The suburban corporate headquarters is losing its charm

The suburban campus headquarters, once the pinnacle of corporate America, is on the decline. Two recent pieces from the Wall Street Journal and Fortune magazine explain that many companies are choosing to leave their suburban headquarters in favor of walkable downtowns with smart growth features.

“The youth of America, when they graduate, they’re looking to go to an urban environment,” Quicken CEO Bill Emerson explained to Fortune. Explaining that top recruits wanted to be in a place where they could live, work and play, Emerson added, “An asphalt parking lot is not necessarily the best way to do that.”

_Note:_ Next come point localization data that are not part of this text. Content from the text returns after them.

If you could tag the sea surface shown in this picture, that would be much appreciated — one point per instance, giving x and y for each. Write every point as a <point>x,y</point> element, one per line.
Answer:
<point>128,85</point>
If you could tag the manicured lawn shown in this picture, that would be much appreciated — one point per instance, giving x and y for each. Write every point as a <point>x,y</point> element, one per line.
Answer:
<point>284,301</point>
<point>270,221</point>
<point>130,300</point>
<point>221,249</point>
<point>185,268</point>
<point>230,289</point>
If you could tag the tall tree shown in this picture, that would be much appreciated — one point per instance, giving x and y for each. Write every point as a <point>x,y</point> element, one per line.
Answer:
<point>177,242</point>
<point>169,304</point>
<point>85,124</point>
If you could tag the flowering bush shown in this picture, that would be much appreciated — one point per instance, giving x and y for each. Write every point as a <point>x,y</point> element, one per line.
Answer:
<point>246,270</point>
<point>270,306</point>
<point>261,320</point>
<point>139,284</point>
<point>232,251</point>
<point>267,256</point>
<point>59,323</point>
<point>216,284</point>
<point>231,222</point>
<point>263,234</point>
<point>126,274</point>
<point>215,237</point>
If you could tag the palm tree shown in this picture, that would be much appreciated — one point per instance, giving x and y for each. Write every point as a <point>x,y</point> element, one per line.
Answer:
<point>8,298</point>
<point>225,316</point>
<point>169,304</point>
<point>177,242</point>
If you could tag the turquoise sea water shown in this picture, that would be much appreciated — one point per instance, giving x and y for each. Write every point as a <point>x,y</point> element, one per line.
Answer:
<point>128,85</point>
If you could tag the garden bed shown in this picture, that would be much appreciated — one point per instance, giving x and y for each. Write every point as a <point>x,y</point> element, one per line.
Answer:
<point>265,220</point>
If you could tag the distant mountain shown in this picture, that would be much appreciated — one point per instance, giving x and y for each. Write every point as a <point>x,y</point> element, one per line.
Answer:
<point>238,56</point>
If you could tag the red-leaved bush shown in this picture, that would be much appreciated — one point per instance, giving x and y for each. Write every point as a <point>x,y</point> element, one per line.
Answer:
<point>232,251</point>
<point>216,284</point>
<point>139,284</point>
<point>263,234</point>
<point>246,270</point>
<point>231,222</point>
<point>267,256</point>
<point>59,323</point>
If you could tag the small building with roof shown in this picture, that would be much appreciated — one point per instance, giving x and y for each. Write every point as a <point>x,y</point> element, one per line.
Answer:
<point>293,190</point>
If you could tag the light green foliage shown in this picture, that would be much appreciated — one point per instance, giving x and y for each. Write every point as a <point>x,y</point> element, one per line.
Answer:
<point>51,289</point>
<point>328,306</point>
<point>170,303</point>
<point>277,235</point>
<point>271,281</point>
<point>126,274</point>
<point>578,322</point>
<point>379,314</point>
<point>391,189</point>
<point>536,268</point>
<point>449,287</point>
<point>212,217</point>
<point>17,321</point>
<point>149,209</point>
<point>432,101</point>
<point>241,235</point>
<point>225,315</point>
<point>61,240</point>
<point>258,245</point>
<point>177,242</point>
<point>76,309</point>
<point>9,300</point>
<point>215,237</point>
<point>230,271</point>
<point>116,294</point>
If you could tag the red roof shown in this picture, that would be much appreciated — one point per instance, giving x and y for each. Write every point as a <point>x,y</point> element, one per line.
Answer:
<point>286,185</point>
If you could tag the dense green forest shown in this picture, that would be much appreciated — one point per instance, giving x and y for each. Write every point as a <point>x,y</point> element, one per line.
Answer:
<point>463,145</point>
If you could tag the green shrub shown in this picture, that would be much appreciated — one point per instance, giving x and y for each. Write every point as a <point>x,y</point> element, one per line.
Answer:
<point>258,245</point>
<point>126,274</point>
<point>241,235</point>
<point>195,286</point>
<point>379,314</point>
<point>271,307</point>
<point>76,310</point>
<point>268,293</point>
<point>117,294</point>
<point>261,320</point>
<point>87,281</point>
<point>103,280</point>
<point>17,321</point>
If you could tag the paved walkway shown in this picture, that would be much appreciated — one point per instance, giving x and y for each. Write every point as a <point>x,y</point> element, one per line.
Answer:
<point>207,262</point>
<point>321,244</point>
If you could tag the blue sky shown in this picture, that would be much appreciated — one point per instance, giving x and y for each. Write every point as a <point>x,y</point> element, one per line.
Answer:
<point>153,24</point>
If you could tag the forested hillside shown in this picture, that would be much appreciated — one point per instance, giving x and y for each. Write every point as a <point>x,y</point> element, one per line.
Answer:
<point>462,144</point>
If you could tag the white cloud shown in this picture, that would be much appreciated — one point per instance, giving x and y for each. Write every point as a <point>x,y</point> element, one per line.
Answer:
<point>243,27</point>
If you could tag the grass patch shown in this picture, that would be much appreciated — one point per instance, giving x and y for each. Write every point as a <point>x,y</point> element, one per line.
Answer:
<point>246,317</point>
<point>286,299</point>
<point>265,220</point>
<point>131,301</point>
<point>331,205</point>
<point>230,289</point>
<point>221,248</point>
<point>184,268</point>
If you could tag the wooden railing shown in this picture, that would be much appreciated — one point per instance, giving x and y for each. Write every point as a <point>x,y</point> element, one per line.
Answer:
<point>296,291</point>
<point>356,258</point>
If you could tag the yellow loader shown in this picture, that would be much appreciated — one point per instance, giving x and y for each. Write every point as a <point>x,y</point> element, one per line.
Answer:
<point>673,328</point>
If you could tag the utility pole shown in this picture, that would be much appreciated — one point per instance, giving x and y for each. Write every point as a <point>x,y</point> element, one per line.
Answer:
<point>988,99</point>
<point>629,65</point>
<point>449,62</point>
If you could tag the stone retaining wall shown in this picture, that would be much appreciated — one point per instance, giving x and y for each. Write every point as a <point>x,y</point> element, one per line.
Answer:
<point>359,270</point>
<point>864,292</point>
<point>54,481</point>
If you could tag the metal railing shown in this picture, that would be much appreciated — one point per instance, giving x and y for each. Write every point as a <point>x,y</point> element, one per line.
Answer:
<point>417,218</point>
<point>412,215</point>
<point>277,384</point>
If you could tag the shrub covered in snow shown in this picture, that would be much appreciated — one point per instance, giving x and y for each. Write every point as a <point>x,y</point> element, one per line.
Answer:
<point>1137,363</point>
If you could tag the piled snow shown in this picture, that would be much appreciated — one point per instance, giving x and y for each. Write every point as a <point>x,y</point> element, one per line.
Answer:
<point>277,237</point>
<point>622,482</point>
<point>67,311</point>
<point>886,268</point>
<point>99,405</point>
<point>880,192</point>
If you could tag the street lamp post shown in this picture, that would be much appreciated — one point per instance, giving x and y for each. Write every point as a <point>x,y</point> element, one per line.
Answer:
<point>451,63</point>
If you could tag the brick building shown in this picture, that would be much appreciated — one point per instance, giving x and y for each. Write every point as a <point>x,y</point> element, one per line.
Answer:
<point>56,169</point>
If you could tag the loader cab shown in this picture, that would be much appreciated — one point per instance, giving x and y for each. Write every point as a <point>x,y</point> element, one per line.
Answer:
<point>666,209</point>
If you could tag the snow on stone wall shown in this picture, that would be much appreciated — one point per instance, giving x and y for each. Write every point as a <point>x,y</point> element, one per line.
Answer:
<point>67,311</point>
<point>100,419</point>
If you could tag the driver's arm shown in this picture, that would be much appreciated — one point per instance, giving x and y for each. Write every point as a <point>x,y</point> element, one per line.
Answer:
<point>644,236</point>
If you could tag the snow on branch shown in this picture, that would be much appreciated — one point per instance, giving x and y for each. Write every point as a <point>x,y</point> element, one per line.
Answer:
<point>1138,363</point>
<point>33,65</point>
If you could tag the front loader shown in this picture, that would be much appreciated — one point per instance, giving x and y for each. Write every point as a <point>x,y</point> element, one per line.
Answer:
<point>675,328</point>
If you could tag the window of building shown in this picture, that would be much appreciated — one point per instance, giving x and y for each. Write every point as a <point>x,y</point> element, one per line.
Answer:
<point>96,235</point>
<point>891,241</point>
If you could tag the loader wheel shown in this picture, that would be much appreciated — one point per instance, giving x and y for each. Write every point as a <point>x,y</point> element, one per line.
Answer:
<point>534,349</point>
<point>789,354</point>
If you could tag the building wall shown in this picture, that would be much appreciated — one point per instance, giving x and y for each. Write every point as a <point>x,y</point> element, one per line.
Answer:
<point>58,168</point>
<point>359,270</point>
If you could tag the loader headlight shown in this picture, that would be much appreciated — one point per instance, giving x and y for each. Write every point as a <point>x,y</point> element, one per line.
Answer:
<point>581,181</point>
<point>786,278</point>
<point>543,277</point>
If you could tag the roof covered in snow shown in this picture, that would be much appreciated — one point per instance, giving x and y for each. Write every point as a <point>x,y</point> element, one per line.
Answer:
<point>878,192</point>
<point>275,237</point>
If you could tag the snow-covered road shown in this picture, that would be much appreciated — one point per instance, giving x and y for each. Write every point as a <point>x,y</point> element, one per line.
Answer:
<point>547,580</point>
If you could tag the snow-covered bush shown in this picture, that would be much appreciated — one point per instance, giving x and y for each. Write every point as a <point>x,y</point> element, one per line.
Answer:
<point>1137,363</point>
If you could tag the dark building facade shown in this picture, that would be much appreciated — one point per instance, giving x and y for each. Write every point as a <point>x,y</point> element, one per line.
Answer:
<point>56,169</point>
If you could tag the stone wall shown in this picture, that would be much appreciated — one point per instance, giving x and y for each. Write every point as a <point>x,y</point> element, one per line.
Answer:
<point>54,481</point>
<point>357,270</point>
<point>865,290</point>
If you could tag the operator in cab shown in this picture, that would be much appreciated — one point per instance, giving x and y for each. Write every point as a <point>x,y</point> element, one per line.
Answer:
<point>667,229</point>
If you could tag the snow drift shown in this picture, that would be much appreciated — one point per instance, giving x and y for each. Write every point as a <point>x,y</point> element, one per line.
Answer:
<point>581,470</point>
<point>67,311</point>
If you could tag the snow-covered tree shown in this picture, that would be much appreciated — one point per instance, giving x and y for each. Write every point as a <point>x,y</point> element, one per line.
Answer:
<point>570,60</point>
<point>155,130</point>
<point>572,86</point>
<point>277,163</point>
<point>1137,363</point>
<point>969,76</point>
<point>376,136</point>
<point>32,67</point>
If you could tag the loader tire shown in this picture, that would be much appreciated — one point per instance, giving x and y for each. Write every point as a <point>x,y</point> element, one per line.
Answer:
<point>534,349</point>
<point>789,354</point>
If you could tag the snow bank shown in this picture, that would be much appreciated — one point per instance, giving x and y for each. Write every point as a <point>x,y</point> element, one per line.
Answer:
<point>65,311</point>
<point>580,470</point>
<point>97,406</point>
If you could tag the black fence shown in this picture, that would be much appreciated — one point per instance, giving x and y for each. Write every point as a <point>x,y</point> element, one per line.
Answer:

Features like mass transit, shorter commutes, the option of walking to work and access to restaurants and shops – all key principles of smart growth development – are forming a new model of what America’s most desirable workers want. Rather than trying to lure these workers out to the suburbs, many companies – including corporations like United Airlines, Zappos.com, Credit Suisse AG, Panasonic – are relocating to where young, talented professionals want to live. According to Fortune:

In general, suburban or rural locations are cheaper per square foot, have lower taxes, ample parking, and don’t require higher salaries for employees to feel reasonably compensated. But for companies looking to recruit younger people, all those factors have to be weighed against the reality that there is nothing hip about the ‘burbs.